# Quick question about durarock.



## A+Carpenter (Apr 19, 2005)

Alright all you know me as the framing pro. 

I have question for you guys? Do you really think applying durarock direct to the studs is alright? I would rather cap with green rock and then dura rock. The bathroom in question already is tore out. 


I have framed up the curb and about the drop some membrane for pre slope application. 

What do yall think about going direct with it? Or green and durarock?

I am very articulate as many of you know from my framing.


----------



## Bill_Vincent (Apr 6, 2005)

Okay-- a couple of things. First, I don't know if you realise it, but the preslope goes in BEFORE the membrane, hence the name PREslope. It's there to slope the membrane so that any moisture that gets thru the mortar bed will follow gravity to the weepholes. As for your question, NEITHER will work. You want a vapor barrier against the studs-- either 6 mil poly or 15 pound tar paper-- It would then tuck into the pan membrane, and THEN Durock directly over that, using 1/2" Durock. You don't want greenboard anywhere in that mix.


----------



## A+Carpenter (Apr 19, 2005)

Bill_Vincent said:


> Okay-- a couple of things. First, I don't know if you realise it, but the preslope goes in BEFORE the membrane, hence the name PREslope. It's there to slope the membrane so that any moisture that gets thru the mortar bed will follow gravity to the weepholes. As for your question, NEITHER will work. You want a vapor barrier against the studs-- either 6 mil poly or 15 pound tar paper-- It would then tuck into the pan membrane, and THEN Durock directly over that, using 1/2" Durock. You don't want greenboard anywhere in that mix.


Yes I realize that. I just was unsure about the rock. Like I said I am not tiler I am a carpenter but will do a perfect job.

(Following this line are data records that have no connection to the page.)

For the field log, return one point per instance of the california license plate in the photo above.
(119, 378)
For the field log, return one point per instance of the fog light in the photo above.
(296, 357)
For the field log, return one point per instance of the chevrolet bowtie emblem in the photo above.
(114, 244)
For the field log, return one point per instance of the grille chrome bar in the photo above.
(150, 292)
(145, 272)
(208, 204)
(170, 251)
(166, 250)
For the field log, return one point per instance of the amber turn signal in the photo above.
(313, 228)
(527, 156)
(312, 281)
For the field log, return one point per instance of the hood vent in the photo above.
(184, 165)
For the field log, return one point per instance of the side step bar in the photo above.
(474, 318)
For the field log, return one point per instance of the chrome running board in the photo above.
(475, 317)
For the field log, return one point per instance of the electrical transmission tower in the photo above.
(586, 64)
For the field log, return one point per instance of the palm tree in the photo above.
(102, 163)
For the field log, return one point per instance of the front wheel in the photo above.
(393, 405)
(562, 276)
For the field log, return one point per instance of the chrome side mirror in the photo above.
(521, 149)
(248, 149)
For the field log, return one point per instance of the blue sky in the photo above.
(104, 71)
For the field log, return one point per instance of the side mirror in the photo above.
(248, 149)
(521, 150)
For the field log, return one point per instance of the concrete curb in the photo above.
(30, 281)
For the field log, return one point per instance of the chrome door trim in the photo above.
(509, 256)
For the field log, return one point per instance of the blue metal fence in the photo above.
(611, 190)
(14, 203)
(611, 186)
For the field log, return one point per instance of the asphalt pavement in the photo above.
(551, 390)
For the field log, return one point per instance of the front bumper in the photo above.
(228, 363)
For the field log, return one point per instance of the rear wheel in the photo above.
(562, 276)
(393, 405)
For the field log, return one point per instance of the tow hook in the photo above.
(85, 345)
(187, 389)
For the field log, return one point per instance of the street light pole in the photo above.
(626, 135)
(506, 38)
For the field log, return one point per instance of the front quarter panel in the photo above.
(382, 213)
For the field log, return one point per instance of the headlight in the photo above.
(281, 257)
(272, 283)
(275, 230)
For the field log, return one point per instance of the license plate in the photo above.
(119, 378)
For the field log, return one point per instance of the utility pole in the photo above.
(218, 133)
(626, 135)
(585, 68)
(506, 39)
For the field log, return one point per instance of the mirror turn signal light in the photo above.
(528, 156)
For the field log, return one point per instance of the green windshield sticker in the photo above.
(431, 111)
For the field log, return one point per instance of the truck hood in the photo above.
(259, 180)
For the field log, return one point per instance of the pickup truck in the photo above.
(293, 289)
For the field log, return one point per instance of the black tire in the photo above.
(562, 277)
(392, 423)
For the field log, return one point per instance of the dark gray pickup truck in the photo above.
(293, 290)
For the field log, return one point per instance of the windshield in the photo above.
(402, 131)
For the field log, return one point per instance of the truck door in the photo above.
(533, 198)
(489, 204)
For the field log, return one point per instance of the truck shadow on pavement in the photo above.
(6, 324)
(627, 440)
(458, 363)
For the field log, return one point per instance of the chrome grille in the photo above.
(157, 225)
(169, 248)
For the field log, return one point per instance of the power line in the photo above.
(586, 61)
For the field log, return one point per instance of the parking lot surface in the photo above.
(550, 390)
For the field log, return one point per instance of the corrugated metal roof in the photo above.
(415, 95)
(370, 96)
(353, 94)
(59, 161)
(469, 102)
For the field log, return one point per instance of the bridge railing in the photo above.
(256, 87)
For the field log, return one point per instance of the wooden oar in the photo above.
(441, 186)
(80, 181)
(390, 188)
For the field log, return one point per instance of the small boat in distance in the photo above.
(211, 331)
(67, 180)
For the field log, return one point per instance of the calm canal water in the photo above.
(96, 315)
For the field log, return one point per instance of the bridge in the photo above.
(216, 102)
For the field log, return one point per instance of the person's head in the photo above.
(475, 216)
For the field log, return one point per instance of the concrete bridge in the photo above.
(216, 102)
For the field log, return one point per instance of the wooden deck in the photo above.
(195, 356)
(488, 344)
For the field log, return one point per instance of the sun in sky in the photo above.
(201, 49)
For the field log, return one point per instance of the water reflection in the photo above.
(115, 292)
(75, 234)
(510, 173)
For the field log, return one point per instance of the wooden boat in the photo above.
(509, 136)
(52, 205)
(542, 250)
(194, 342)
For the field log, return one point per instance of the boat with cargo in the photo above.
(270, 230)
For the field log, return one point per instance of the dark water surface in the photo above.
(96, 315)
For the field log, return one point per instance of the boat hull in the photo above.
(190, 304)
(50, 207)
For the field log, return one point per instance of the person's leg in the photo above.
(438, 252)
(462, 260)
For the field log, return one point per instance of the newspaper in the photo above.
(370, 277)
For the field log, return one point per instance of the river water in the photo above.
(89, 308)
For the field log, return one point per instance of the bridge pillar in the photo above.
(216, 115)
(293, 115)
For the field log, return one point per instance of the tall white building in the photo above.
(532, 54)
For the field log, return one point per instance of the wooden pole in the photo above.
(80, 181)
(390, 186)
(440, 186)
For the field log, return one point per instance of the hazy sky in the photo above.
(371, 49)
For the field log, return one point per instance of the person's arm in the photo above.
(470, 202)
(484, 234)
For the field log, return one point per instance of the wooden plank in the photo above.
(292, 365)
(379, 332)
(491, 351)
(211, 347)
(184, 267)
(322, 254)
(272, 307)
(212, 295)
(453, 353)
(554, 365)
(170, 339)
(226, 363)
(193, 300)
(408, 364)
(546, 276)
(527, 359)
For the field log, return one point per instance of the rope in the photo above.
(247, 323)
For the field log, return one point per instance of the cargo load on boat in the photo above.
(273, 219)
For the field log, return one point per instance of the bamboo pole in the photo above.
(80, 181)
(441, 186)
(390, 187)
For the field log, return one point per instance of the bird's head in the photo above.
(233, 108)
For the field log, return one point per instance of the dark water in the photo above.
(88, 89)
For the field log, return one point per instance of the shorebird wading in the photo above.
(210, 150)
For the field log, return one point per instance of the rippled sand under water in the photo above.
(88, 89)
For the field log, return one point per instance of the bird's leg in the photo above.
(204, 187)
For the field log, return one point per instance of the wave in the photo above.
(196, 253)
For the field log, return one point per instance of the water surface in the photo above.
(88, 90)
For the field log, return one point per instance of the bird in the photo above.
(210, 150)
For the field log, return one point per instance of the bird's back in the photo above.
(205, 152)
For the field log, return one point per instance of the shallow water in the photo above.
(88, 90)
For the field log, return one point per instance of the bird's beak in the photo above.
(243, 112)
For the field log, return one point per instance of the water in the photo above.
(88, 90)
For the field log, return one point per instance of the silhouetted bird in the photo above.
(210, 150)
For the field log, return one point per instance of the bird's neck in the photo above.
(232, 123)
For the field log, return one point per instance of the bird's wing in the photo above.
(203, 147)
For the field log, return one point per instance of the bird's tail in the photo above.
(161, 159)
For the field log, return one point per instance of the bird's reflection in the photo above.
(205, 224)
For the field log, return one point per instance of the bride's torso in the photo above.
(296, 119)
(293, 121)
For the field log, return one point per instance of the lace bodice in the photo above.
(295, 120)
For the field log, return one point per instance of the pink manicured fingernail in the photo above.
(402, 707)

Drywall was the backing on demo. I was like:laughing::laughing:



Thanks for your confirmation on the green board.


----------



## MattCoops (Apr 7, 2006)

Instead of durock, you can use dens shield. Eliminates the moisture barrier.
And dens shield is water resistant. Brush on two coats of Red Guard over seams and screws and you have a water shielded backer.
Here's a decent article for: constructing a mud shower pan for tile installation


----------



## JazMan (Feb 16, 2007)

OR.........if you want a really watertight shower, both walls and floor, do a Kerdi shower. http://picasaweb.google.com/tile4youinc Best way to go I think.:thumbsup:

Jaz


----------